The debts also stifle spending among the borrowers. Because they focus on paying back their loans, their spending is limited to the basic commodities. According to Steven Harrast (23), most students do not see a car as a priority because they are paying back their loans.
Solution
Current Solution:
Income-Driven Payment Plan
Currently, the government has laid down an income-driven payment plan to reduce the amount of students’ debts. However, this has not worked because of various reasons. The most justifiable reason is the unemployment rate and the imbalance between income and debt (Jackson and Reynolds 341). For instance, a student might owe the lending institutions $20, 000 and gets a job that pays only $15, 000. This imbalance has made it difficult for students to comply with the plan put in place to repay their loans.
Proposed Solution:
Increase Job Opportunities
The main reason for defaulting in the payment of these loans is the lack of jobs when a student finishes their studies (Ferguson and Wang, 17). If the government can find a way to accommodate these students in the job market, they will have the financial ability to clear their loans.
Clear the Student Debts
The Canadian government is focused on educating their youth. However, the current high student debts have stifled the education sector (Millican 637). The government should intervene and clear all the debts owed by students to allow them to grow economically. These debts affect them in many ways. Because of the high unemployment rate in Canada, it is highly unlikely that the students will pay back the debts in full. Therefore, government intervention seems the logical solution.

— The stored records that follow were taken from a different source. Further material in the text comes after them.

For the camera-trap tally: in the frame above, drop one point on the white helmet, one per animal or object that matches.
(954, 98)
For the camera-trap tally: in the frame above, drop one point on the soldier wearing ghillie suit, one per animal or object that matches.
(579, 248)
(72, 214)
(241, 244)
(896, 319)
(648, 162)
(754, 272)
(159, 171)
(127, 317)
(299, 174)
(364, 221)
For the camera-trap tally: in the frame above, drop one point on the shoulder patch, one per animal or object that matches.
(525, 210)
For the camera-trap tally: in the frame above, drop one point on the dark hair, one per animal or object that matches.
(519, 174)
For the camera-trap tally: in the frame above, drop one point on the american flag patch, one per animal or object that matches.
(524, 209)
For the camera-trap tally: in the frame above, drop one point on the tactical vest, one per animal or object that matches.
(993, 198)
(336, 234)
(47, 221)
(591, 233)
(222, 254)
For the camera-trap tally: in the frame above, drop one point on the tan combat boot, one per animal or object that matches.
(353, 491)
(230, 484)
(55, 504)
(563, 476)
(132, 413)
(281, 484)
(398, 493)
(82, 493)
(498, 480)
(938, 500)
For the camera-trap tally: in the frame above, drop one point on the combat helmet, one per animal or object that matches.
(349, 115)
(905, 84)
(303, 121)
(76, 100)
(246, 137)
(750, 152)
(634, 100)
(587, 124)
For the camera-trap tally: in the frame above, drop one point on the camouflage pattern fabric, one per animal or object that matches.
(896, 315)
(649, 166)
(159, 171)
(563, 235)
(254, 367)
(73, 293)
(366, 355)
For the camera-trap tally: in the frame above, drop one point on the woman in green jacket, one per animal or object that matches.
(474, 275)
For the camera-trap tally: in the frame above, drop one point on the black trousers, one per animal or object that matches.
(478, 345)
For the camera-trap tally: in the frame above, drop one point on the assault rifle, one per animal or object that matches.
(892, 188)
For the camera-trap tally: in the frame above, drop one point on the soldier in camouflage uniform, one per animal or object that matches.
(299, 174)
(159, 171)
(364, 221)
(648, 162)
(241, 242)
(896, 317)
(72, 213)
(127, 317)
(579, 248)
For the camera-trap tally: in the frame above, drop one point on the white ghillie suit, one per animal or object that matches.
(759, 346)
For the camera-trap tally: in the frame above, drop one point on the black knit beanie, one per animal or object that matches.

Best Solution: Increase Funding for Learning Institutions
Most learning institutions are underfunded. As a result, they take advantage of the subsidized loans by the government to admit as many students as possible to obtain the funds they need. They also increase tuition fees making education expensive. If the government increases funding for schools, the tuition cost will be reduced thereby reducing the amount of money borrowed by the students. This will ultimately decrease the debt.
Conclusion
Students’ debts are a serious issue for the education system. In this whole crisis, students are the most affected because the learning institutions benefit from these loan arrangements. They make the situation worse by taking in more students to get more money from the lending agencies. Therefore, to solve this problem, radical measures must be taken. One of these radical measures is to increase funding for learning institutions.
Works Cited
Arthur, Chris. “Financial literacy education as public pedagogy for the capitalist debt economy.” TOPIA: Canadian Journal of Cultural Studies 30–31 (2014).
Chapman, Bruce, and Kiatanantha Lounkaew. “Student loan design for higher education financing: Conceptual issues and empirical evidence.” XXV Meeting of the Economics of Education Association. 2016.
Ferguson, Sarah Jane, and Shunji Wang. Graduating in Canada: profile, labor market outcomes and student debt of the class of 2009-2010. Statistics Canada= Statistique Canada, 2014.
Harrast, Steven A. “Undergraduate borrowing: A study of debtor students and their ability to retire undergraduate loans.” Journal of Student Financial Aid 34.1 (2014): 2.
Hillman, Nicholas W. “College on credit: A multilevel analysis of student loan default.” The Review of Higher Education 37.2 (2014): 169-195.
Jackson, Brandon A., and John R. Reynolds. “The price of opportunity: Race, student loan debt, and college achievement.” Sociological Inquiry 83.3 (2013): 335-368.
Kim, Dongbin. “The effect of loans on students’ degree attainment: Differences by student and institutional characteristics.” Harvard educational review 77.1 (2007): 64-100.
Millican, Juliet. “Higher education and student engagement: Implications for a new economic era.” Education Training56.7 (2014): 635-649.
Rothstein, Jesse, and Cecilia Elena Rouse. “Constrained after college: Student loans and early-career occupational choices.” Journal of Public Economics 95.1-2 (2011): 149-163.
Schwartz, Saul, and Ross Finnie. “Student loans in Canada: An analysis of borrowing and repayment.” Economics of Education Review 21.5 (2017): 497-512.